Mots-clés : Marque | Contrefaçon

Les sociétés Levi-Strauss sont titulaires des marques "Levi’s" et "501 " enregistrées au Royaume-Uni, pour des jeans. Costco et Tesco, numéro un de la distribution britannique, se sont procurés des jeans Levi’s 501, authentiques, auprès de fournisseurs qui les importaient dans la Communauté à partir de pays hors espace économique européen (EEE) et les ont vendus au Royaume-Uni. De son côté, Zino Davidoff est titulaire de deux marques "Cool Water" et "Davidoff Cool Water", enregistrées au Royaume-Uni pour des produits de toilette et de cosmétiques. la société A & G Imports a acquis des stocks de ces produits, initialement mis sur le marché à Singapour par Davidoff ou avec son consentement, et les a proposé à la vente dans la Communauté européenne (en l’espèce au Royaume-Uni).

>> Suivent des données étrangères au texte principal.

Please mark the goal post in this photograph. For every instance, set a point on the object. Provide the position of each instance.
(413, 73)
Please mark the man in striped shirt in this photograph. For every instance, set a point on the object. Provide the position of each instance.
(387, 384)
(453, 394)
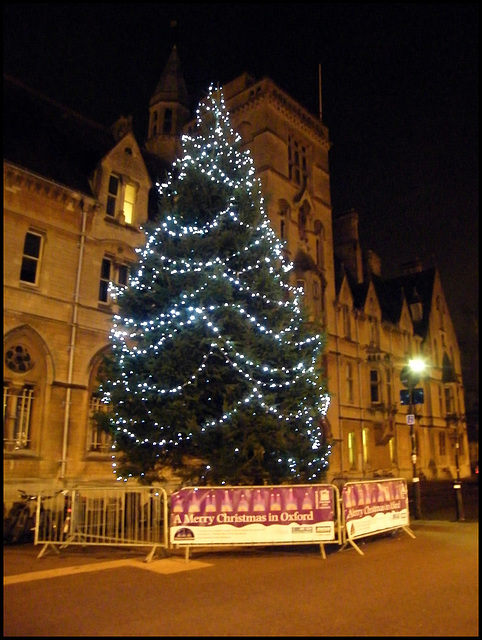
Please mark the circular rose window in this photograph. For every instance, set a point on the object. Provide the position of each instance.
(18, 359)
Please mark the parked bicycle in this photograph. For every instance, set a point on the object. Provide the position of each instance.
(19, 525)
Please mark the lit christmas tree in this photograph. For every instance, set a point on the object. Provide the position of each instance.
(214, 371)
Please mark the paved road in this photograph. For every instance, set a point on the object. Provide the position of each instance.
(427, 586)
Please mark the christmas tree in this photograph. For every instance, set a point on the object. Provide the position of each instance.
(214, 371)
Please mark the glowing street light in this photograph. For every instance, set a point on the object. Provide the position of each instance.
(410, 377)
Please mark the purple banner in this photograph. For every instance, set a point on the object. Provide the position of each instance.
(242, 515)
(374, 505)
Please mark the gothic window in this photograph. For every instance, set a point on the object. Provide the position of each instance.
(297, 164)
(388, 374)
(167, 125)
(17, 416)
(111, 272)
(105, 271)
(365, 444)
(98, 440)
(113, 193)
(373, 331)
(441, 443)
(449, 399)
(346, 321)
(129, 203)
(349, 382)
(32, 249)
(352, 450)
(283, 229)
(375, 386)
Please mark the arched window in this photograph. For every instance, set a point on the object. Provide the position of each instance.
(24, 379)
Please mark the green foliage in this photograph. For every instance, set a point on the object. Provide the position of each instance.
(213, 370)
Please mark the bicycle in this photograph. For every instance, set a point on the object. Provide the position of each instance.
(20, 523)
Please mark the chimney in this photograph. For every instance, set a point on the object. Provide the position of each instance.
(374, 263)
(412, 266)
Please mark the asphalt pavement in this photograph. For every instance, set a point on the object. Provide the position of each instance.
(400, 586)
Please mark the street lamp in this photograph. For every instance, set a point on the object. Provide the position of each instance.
(410, 377)
(459, 505)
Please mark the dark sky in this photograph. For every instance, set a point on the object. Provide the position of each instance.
(399, 96)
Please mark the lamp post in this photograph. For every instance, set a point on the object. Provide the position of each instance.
(410, 376)
(459, 505)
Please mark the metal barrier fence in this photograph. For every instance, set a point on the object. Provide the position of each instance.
(112, 516)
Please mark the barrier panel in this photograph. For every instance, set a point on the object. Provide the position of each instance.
(374, 506)
(104, 516)
(255, 515)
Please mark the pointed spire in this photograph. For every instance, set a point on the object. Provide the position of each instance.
(171, 87)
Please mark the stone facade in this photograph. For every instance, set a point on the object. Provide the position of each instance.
(72, 225)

Davidoff et Levi-Strauss ont introduit un recours devant la High Court of Justice de Londres, au motif que l’importation et la vente de leurs produits dans la Communauté par Costco, Tesco et A & G Imports constituaient une violation des droits qu’elles tiraient de l’enregistrement de leurs marques.

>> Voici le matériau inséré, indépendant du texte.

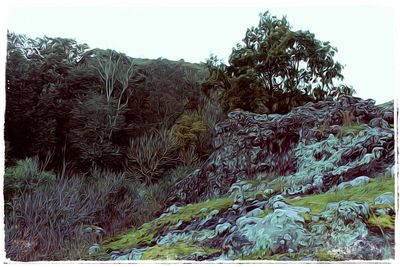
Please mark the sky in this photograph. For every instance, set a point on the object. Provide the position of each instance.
(363, 32)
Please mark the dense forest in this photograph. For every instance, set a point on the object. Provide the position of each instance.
(95, 138)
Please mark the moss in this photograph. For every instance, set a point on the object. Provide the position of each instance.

Costco, Tesco et A & G Imports ont fait valoir qu’il s’agissait d’une situation d’épuisement des droits conférés par la marque. Ce principe de l’épuisement figure dans la directive sur les marques (89/104/CEE) et interdit au titulaire de la marque d’invoquer le droit exclusif qu’il tire de cette marque lorsque les produits qui en sont revêtus ont été mis en vente dans la Communauté par le titulaire ou avec son consentement. Ce principe ne s’applique pas lorsque des motifs légitimes justifient que le titulaire s’oppose à la commercialisation ultérieure des produits. Les questions posées par la High Court of justice à la Cour de justice des Communautés européennes visaient donc les conditions de cet épuisement, à savoir, la notion de "consentement" ainsi que l’interprétation de la notion de "motifs légitimes".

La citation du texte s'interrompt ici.